For Léonie, the XV Rome Commission is a unique opportunity to explore her anxieties about how the contemporary world can feel dislocated. This includes her fears for the next generations, from the paralysis shown by mankind in the face of environmental destruction to the growing division of wealth that now encourages so many to risk their lives to cross perilous borders. Léonie searched for how she should interpret this vision of a broken world.

In summer 2017, she came to Rome at the end of an incredibly hot season. The city was struggling with acute water shortages and trying to deal with an ever-growing numbers of migrants. For Léonie, the ubiquitous ruins of the classical and monumental were a constant background to the personal stories taking place in the city. 

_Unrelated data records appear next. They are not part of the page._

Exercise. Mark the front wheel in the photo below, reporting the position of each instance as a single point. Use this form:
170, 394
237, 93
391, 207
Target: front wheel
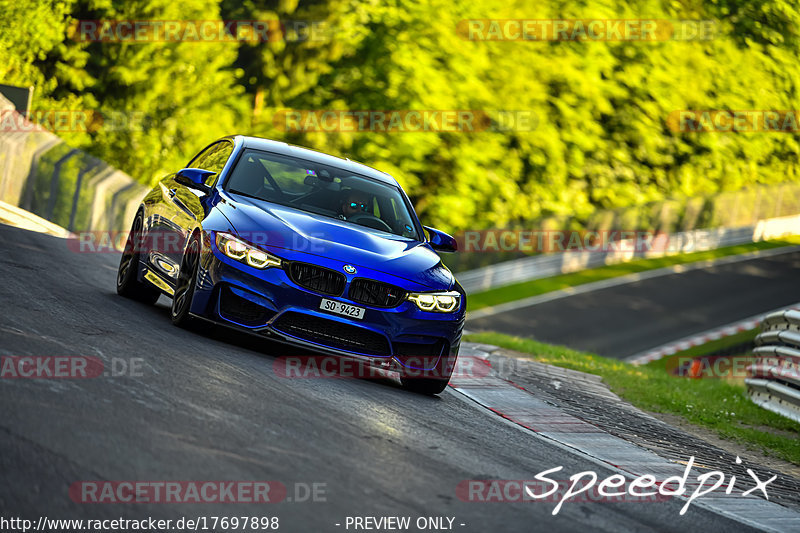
184, 289
424, 385
127, 283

She explored the peripheries of the city, guided by Stalker, an artist and architect collective renowned for their encyclopedic knowledge of Rome’s neglected treasures. She sought out Rome’s half-completed buildings and abandoned urban projects, its wastelands returning to wilderness, and the temporary cardboard cities on the banks of the River Tiber, constructed by migrants trapped in legal limbo. 

Léonie’s Roman images describe a world on the brink of collapse. However they are teeming with life. The presence of children is recurrent in her new series. Léonie’s dystopian dream-world spins as the children sleep. Their innocence and vitality exist as hope for the future of this world.

 

The photographers who have previously been invited to complete the Rome Commission include: Josef Koudelka, Olivo Barbieri, Anders Petersen, Martin Parr, Graciela Iturbide, Gabriele Basilico, Guy Tillim, Tod Papageorge, Alec Soth, Paolo Ventura, Tim Davis, Marco Delogu, Paolo Pellegrin, Roger Ballen and Simon Roberts.